Einstein and the Fallacy of Complexity

I recently read an enlightening article in Discovery magazine. It was short, of course, as Discovery is a popular rather than academic publication, but enlightening nonetheless. It argued that the secret to Einstein's brilliance was his ability to ignore data irrelevant to the question at hand. It's not that he thought that the data being ignored was without importance, but that he understood that it wasn't important for that particular question. He was able to draw connections that others could not because he was able to cut out the noise that interfered with a clear understanding of the matters that he investigated. A decent education trains one to think this way very early on. I can remember that in our public school math courses we would often be presented with word problems that contained more information then we needed. Part of the trick was to say A and D are relevant to solving the problem, but B and C are not. This is, if the Discovery article is correct, precisely what Einstein did, better than most.

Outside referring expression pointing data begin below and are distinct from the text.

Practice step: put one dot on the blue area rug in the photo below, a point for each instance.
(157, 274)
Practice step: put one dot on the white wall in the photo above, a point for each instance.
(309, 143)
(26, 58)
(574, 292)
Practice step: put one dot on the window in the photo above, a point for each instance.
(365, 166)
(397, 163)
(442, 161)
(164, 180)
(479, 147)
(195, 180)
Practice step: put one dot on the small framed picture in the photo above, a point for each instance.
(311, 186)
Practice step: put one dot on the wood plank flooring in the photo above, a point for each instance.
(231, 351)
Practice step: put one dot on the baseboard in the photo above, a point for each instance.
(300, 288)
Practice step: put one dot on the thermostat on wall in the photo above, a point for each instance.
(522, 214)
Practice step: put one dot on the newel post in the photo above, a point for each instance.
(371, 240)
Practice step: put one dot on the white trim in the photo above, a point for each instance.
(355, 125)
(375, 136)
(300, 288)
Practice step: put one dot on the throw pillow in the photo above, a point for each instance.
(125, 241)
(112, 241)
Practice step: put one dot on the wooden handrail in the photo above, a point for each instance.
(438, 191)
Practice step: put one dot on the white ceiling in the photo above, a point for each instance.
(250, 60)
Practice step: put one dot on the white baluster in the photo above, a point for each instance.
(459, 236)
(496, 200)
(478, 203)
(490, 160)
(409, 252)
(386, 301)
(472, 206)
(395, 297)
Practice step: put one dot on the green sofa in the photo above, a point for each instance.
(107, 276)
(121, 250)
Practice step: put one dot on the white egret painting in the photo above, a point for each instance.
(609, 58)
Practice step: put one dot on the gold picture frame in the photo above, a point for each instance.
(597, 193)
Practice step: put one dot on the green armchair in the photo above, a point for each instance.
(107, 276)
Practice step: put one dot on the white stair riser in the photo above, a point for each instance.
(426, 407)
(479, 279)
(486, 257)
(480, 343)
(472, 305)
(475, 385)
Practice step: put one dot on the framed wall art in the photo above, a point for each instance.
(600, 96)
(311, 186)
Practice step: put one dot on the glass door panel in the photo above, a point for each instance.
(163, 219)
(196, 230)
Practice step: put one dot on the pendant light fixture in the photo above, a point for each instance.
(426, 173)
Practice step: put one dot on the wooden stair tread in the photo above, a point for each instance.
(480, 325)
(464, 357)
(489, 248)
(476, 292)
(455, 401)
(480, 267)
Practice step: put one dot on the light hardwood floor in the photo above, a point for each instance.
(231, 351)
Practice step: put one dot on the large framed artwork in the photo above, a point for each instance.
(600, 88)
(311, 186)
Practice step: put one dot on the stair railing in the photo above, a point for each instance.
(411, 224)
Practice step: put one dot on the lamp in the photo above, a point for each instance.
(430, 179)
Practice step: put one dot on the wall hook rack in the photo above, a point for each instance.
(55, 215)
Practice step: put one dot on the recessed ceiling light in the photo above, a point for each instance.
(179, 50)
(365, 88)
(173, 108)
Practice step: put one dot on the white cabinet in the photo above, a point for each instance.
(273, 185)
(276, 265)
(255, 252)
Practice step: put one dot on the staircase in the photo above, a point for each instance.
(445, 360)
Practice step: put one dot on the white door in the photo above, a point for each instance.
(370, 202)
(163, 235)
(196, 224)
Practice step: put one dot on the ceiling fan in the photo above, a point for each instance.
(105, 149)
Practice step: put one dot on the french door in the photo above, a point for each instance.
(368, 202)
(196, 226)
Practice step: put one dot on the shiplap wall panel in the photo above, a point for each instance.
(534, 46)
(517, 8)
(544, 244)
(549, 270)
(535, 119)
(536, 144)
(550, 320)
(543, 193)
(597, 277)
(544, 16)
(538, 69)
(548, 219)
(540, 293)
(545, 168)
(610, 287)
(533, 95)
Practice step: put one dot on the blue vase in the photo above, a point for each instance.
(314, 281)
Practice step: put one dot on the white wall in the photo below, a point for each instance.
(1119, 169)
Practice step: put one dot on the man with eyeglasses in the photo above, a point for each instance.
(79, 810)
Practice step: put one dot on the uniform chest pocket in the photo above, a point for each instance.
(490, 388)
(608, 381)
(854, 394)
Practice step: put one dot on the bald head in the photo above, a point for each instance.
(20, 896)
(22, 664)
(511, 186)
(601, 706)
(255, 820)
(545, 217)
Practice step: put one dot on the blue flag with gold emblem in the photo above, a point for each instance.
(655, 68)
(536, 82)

This has got my brain thinking, and it's reminded me of one of my pet peeves. You present an argument, carefully considered, and almost invariably there's some intrepid soul who thinks that the rejoinder "But it's more complicated than that" is a substantive response. No crap, Sherlock. Of course it's more complicated. It's always more complicated. But as Einstein apparently understood, integral to the task of any investigation is to heuristically reduce the complexity to cognitively manageable bits. The key word there is "heuristically": a focus upon only, say, three particular data does not mean that one denies the myriad other data out there, but rather than one has judged that these are the data that are of relevance for answering the question at hand. The rejoinder from greater complexity is only compelling if one can show that certain data necessary for answering the question at hand have been neglected. If one cannot show that then one is simply pointing out the fact that data are in principle infinite in nature, and in virtually every case that observation is going to be a complete non sequitur. In other words, absent that demonstration of neglected but heuristically data the rejoinder from greater complexity is a fallacy.

In Lonergan, this work of restricting the data is the work of attention. It sits rightly at the (again heuristic) beginning of the (again heuristic) pattern of knowing that is attention, intelligence, reason, and responsibility. Because this pattern is heuristic it means of course that the work of intelligence, reason, and responsibility can produce insights that require us to revise what we did in the work of attention. As we move forward in the process of knowing we come to realize that a particular datum that we thought to be relevant is not, or that we cannot answer the question without advert to a datum that we previously thought to be irrelevant. The crucial point is that all Lonergan is providing is a formalized schema for doing what someone like Einstein did more or less intuitively. Lonergan is thus not saying "This is how one should think," but rather "This is how we think, and the best thinkers do it better than most." Put otherwise, Lonergan realized that thought is a skill, and like any skill it can be developed. Or, more accurately, it is a set of densely related skills. And one particularly crucial one is the ability to parse out what is truly necessary to the question at hand, just as Einstein did.